La verità è che Scutari ha ricevuto molto meno di quanto ne abbia dato. Come succede tuttora; i dissidi incomprensibili tra il potere centrale e quello locale, per motivi politici, fanno un grosso torto alla città, che tentenna e si dimena alla ricerca di un modello di sviluppo che non arriva mai. E Shkodra si chiude in sé addormentandosi nella gloria che fu. E se la prende con lo standard linguistico albanese. Perché a loro dire, non rappresenta un buon equilibrio tra le due varianti linguistiche, geg e toskë.

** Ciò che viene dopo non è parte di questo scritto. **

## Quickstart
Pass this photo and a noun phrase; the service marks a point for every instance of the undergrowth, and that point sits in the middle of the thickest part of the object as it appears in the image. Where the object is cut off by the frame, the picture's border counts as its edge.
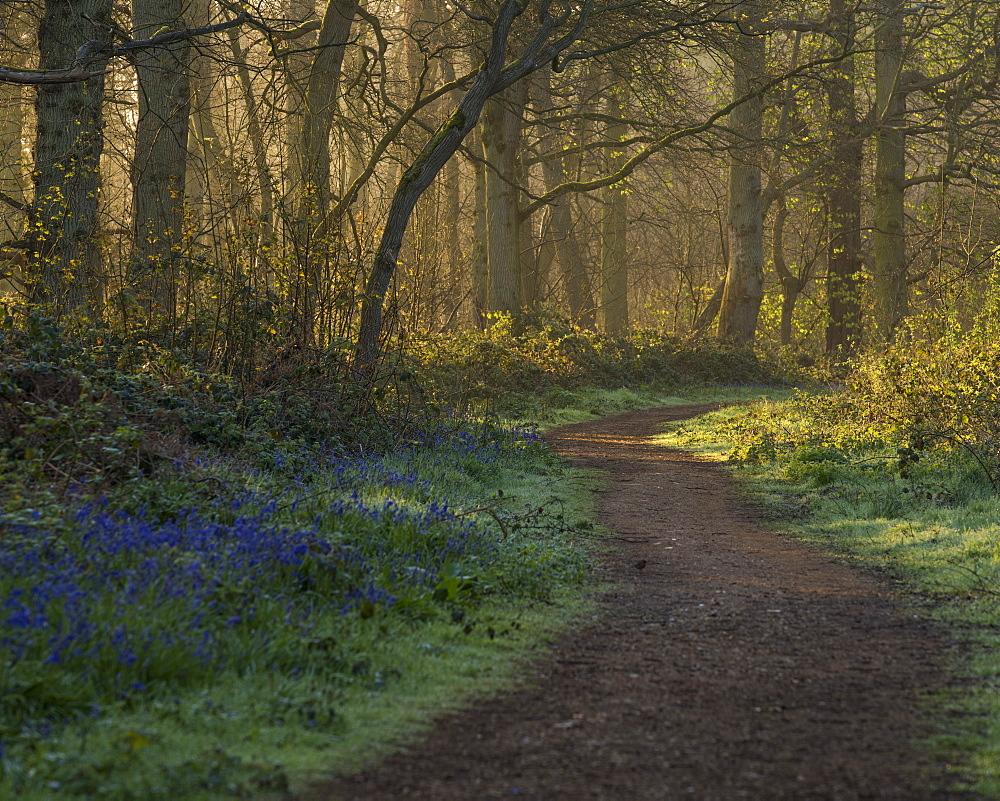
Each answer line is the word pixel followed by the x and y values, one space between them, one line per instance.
pixel 215 586
pixel 897 471
pixel 221 583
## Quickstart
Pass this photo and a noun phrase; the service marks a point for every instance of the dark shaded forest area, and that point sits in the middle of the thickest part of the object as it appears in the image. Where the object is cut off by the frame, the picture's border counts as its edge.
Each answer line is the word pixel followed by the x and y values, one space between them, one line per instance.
pixel 289 288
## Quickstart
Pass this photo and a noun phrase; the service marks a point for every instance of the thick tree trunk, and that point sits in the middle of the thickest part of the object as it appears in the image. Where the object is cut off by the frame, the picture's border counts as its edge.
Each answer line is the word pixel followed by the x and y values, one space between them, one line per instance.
pixel 493 77
pixel 480 242
pixel 891 301
pixel 501 140
pixel 320 102
pixel 14 180
pixel 160 160
pixel 843 196
pixel 745 274
pixel 68 148
pixel 451 215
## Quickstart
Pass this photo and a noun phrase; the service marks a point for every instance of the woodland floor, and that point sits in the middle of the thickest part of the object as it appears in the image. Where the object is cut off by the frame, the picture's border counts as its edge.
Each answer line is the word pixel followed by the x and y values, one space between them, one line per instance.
pixel 736 662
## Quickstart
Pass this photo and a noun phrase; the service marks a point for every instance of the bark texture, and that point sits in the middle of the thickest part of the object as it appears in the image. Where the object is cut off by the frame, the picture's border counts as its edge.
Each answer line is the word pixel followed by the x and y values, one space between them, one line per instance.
pixel 843 194
pixel 891 300
pixel 68 147
pixel 614 238
pixel 745 273
pixel 501 140
pixel 160 161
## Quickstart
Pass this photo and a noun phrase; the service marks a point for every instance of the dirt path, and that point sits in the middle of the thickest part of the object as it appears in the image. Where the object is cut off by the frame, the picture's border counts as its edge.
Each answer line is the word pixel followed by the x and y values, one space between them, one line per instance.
pixel 735 663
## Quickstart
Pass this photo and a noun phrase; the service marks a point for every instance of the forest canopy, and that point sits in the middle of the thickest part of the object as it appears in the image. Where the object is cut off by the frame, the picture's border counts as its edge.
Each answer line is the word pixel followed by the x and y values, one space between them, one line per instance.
pixel 810 175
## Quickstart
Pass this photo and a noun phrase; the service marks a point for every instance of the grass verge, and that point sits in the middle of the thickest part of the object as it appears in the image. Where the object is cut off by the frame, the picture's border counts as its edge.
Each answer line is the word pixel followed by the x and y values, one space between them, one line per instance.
pixel 297 627
pixel 930 524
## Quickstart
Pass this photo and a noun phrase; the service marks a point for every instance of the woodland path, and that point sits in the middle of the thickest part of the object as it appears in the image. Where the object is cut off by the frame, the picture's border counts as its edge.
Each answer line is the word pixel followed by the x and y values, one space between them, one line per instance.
pixel 736 663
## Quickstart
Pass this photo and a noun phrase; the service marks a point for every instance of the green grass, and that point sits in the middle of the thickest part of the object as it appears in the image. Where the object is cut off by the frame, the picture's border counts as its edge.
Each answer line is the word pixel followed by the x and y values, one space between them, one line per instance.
pixel 361 682
pixel 930 526
pixel 562 406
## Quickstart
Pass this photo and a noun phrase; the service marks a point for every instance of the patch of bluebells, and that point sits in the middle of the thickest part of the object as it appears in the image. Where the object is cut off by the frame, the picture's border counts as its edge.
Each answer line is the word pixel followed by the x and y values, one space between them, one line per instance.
pixel 122 601
pixel 127 590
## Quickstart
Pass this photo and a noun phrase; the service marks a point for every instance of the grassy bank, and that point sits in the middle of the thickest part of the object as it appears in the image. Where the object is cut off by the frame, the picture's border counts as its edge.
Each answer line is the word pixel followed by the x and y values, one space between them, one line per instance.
pixel 920 512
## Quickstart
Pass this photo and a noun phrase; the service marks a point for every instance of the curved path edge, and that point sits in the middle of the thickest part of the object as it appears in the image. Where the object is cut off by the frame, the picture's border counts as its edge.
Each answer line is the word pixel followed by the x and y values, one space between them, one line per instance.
pixel 733 662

Può darsi che abbiano ragione alcune volte, ma lo standard linguistico ha fatto dei torti anche in altri paesi del mondo. Ma i benefici superano sempre i torti fatti. A parere mio Shkodra non può lamentarsi, perché mentre gli altri dialetti orbitano attorno allo standard, lei ha il potere di arricchirlo visto il prestigio nascosto di cui gode. Alcuni autori di poesie e racconti lo hanno capito e in questo intreccio (standard & dialetto) producono scritti di ineguagliabile bellezza. Tuttavia non è una desinenza o una “a” nasale che impedisce il rilancio. Manca il peso economico che aggiunge peso anche alle parole.
Eh Shkodra! Sembra una nobile vecchietta che non crede affatto nella trasmigrazione dell’anima e di conseguenza non vuole morie per rinascere. E così, ogni tanto si fa il trucco.
Anche quando il potere centrale coincideva con quella locale si è fatto ben poco per questa città. Servono interventi seri perché tanto rimane da fare. Probabilmente i scutarini vivono la situazione con molto ironia o autoironia, perché li conosco. Non sarei molto sorpreso se da qualche angolo spuntasse questa frase: “vivremo molto più a lungo perché abbiamo tanto da fare”.
Nel frattempo si è provveduto a riqualificare un pezzo del centro, che gli abitanti chiamano “pedonale”. Visto il resto della città è poca cosa. Più o meno come un paio di lenti a contatto a colori che la signora ha messo per guardarsi e compiacersi. Ma tanto basta per immaginare l’antico fascino della città e la vita quotidiana dei tempi che furono. Somiglia ad una scena che Pietro Marubi si prepara a immortalare con una fotografia in bianconero.
Mentre nell’altro angolo sbuca Kolë Idromeno che mescola i colori e sistema le tele; è in procinto di realizzare un nuovo capolavoro. Un lustrascarpe zoppo attraversa la piazza cercando di correre. Sta inseguendo un piccolo ladro che gli ha portato via l’incasso della giornata.
Intanto un umile frate francescano trascrive con pazienza (un po’ in ritardo) i battesimi e i matrimoni della settimana, sotto il canto del muezzin. Occupa il centro della scena un commerciante grassone. Ha appena concluso un affare con un contadino venuto dalla Piana di Dukagjin e ora sta trattando con altri due, scesi dalle regioni di Pukë e Mirditë. Il loro orgoglio sembra cadere a pezzi davanti a questo personaggio che ne sa una più del diavolo. “So che venite da lontano perciò vi voglio aiutare. Perché io sono di buon cuore. Una capra per due metri di stoffa. Due capre per un paio di scarpe”.
L’assenza di Migjeni è scontata. Starà portando il suo corpo fragile in periferia, in sella alla bici, e la sua tosse debole si soffoca sotto il rumore dei clacson.
Mi avvio verso Lezha lasciando alla sinistra l’imponente castello e il fiume che scorre lentamente alla destra. Forse non era così silenzioso quando alcune navi partirono con i nobili veneti e albanesi, per non tornare mai più. La città era caduta in mano degli ottomani.
Anche Marin Barleti se ne andava, forse piangendo perché non poté prendersi con sé la leggenda di quella fortezza, che si allontanava sempre di più perdendosi nella nebbia.
Una volta sceso nelle terre italiche scrisse una storia grande quanto una leggenda, per raccontare la vita e le gesta di Scanderbeg.
Mi sono distratto in questa città e me ne vado senza aver assaggiato la carpa scutarina . Ma tornerò.